Re: [linux-usb-devel] [PATCH 7/9] USB usbfs: destroy submitted urbsonly on the disconnected interface

From: Alan Stern
Date: Wed Apr 14 2004 - 12:56:31 EST


On Wed, 14 Apr 2004, Duncan Sands wrote:

> > Quite apart from the stylistic questions about sanity tests and so on,
> > this code contains a bug. It wasn't introduced by your patch; it was
> > there from before and I should have caught it earlier, along with a few
> > others.
>
> Hi Alan, it was introduced after your last devio.c fixes by the patch
> "fix xsane breakage, hangs on device scan at launch" by someone
> who will remain nameless :)

Okay, that's a relief. Of course there's still the other two places. I
did check for such things a while back, but apparently I forgot to look at
all occurrences of "ifclaimed".


> > Similarly, there's a typo in proc_releaseinterface(); the second argument
> > it passes to releaseintf() should be ret, not intf.
> >
> > And in proc_submiturb(), the value stored in as->intf is an index when it
> > should be an interface number. Or possibly it could remain an index, but
> > then the value passed to destroy_async_on_interface() by
> > proc_releaseinterface() should be the index and not the number.
>
> Good catch! I guess the index and the interface differ because interfaces are
> not always consecutively numbered. Is that right? When can it happen?
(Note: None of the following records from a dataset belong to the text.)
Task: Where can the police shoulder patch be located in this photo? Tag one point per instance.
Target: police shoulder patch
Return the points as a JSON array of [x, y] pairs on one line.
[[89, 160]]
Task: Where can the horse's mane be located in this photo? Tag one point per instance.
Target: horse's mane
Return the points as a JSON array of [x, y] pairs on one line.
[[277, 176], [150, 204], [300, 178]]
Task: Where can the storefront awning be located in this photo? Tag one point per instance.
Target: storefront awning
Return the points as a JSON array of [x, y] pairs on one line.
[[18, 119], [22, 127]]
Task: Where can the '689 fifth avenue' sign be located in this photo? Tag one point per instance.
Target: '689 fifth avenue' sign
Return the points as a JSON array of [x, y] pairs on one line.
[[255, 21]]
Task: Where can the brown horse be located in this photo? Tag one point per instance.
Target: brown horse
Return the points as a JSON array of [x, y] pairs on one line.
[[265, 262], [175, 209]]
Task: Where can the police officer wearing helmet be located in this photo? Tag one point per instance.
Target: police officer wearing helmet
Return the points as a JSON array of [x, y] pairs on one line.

Yes. Actually I spoke too strongly before; these aren't bugs, just things
that need to be changed.

Right now the configuration parsing code doesn't allow devices to have
interfaces that aren't numbered consecutively starting from 0, so there's
no problem. But I'm trying to update all the USB drivers to eliminate
such assumptions about device sanity. When that's done we will accept
funny interface numbers. There's a surprisingly large number of devices
that number their interfaces starting from 1, and we should be able to
handle them correctly.

Anyway, if you would like to fix these issues, my suggestion is to adopt a
variable-name scheme that makes it clear which things are interface
numbers and which are interface indices. (I don't want to go so far as to
advocate Hungarian notation, but the concept of using part of a variable's
name to indicate its type goes back at least to early Fortran with its
"names starting with letters from I-N are integers" convention.)